Auch der bodenständige Verkehr per Eisenbahn hat augenscheinlich Probleme, die Aufwärtskorrektur nach dem 2008er Kollaps zu verdauen. Die von ASI/Transmatch für die USA bereitgestellten Werte fielen zuletzt in der Tat wie vom Blitz getroffen.
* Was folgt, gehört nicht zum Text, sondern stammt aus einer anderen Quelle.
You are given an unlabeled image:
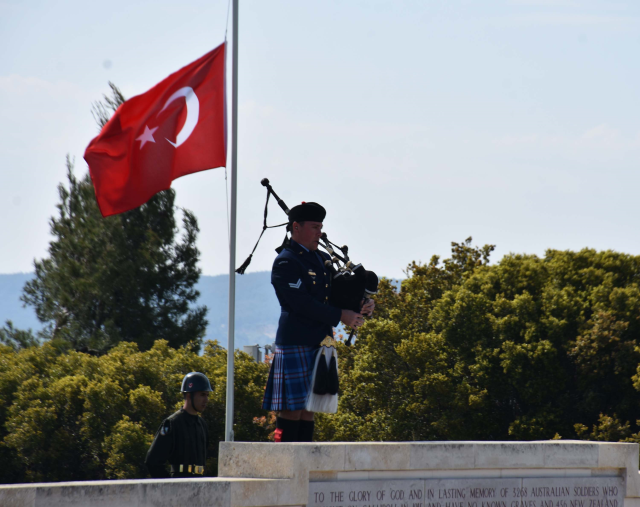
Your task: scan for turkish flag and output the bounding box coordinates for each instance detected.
[84,43,226,217]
So schnell kann es gehen. Nachdem der Effekt der Schockstarre zu einer Beschleunigung des Einbruchs geführt hatte, sorgten unter anderem

Nachhol- und Lagereffekte für die Erholung, die bis vor einigen Monaten anhielt. Diese Aufwärtskorrektur hat ein rasches Ende gefunden, man befindet sich wieder auf dem besten Wege zur Schrumpfung. In Bezug auf das Jahr 2008 hat die Schrumpfung ohnehin über die bisherige Dauer der Krise Bestand gehabt.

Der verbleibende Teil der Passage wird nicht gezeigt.